Results: This study shows that S. pneumoniae isolates from pneumonia patients (n = 298) can vary by as much as 1000-fold in their ability to bind to human lung epithelial cells. This difference resulted in differential activation of the NFkappaB pathway. High-, but not low-binding S. pneumoniae used Choline-binding protein A (CbpA) to bind to complement component C3 on epithelial cell surfaces. Interleukin-8 (IL-8) was the only cytokine secreted by cells treated with either low- or high-binding S. pneumoniae.

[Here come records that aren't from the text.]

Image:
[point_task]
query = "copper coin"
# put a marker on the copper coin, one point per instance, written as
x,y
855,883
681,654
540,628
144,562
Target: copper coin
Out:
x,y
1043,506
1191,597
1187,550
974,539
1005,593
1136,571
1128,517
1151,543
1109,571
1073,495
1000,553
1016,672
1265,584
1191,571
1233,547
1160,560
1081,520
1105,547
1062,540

Conclusion: These results indicate that S. pneumoniae clinical isolates are not homogeneous in their interaction with host epithelial cells. The differential activation of host cells by high- and low-binding S. pneumoniae strains could have implications for the treatment of pneumococcal pneumonia and for vaccine development.

Figure 1

Adherence of high-binders, but not low-binders, is reduced by blocking CbpA or C3. Solid bars, negative control; open bars, bacteria pre-treated with anti-CbpA antibody; dotted bars, A549 cells pre-treated with anti-C3 antibody. Negative control A549 cells pre-treated with normal rabbit serum. All values are mean ± one standard deviation, based on three independent experiments. Mean values are above each bar. The Y-axis units differ on graphs 1A and 1B. 1A. High-binding S. pneumoniae are identified by serotype along X-axis. 6301 evolved, 3 evolved, and 18C evolved are high-binding descendants of low-binding parent strains. Isolates identifed as 6 B all share that serotype but have different PFGE patterns. 1B. Low-binding S. pneumoniae strains are identified by serotype along X-axis. 6301 parent, 3 parent, and 18C parent are initial low-binding strains of 6301 evolved, 3 evolved, and 18C evolved.

Figure 2

High-binders induce prolonged degradation of IκB compared to low-binders. All values are mean ± one standard deviation, based on three independent experiments. 2A. IκB degradation induced by serotype 3 evolved high-binder and 3 low-binding parent strains. Closed squares, IκB level relative to time zero in A549 treated with low-binder. Open triangles, IκB level relative to time zero in A549 treated with high-binder. Representative Western blots for IκB are shown below each line graph. 2B. IκB degradation induced by serotype 9N low-binding clinical isolate and serotype 6B high-binding clinical isolate. Closed squares, IκB level relative to time zero in A549 treated with low-binder. Open triangles, IκB level relative to time zero in A549 treated with high-binder. Representative Western blots for IκB shown below line graph.

Figure 3

NFκB migrates to the nucleus after cell interaction with high-binders, but not low-binders, 4 hours after inoculation with bacteria. NFκB is detected as a dark brown stain against a pale lavender background. 3A, negative control. 3B, A549 incubated with serotype 3 low-binders (Black arrow shows NFκB protein in the cytoplasm). 3C, A549 incubated with serotype 3 high-binders (White arrow shows NFκB protein detected in the nucleus).

Figure 4

Supernatants from A549 cells treated with high- and low-binding S. pneumoniae were evaluated with a RayBio^® Human Cytokine Antibody Array III, which detects 42 different human cytokines. 1A and 2A, positive control; 3A and 4A, negative control; 5A, ENA-78; 6A, GCSF; 7A, GM-CSF, 8A, GRO; 9A, Gro-α; 10A, I-309; 11A, IL-1α; 12A, IL-1β; 1B, IL-2; 2B, IL-3; 3B, IL-4; 4B, IL-5; 5B, IL-6; 6B, IL-7; 7B, IL-8; 8B, IL-10; 9B, IL-12; 10B, IL-13; 11B, IL-15; 12B, IFN-γ; 1C, MCP-1; 2C, MCP-2; 3C, MCP-3; 4C, MCSF; 5C, MDC; 6C, MIG; 7C, MIP-1; 8C, RANTES; 9C, SCF; 10C, SDF-1; 11C, TARC; 12C, TGF-β; 1D, TNF-α; 2D, TNF-β; 3D, EGF; 4D, IGF-1; 5D, angiogenin; 6D, oncostatin M; 7D, thrombopoietin; 8D, VEGF; 9D, PDGF; 10D, leptin; 11D, negative control; 12D, positive control. The positive result for IL-8, in position 7B, with negative results for all other cytokines, was observed for A549 cells treated with both high- and low-binding bacteria. Experiment replicated with four different high-binding, and four different low-binding, S. pneumoniae strains.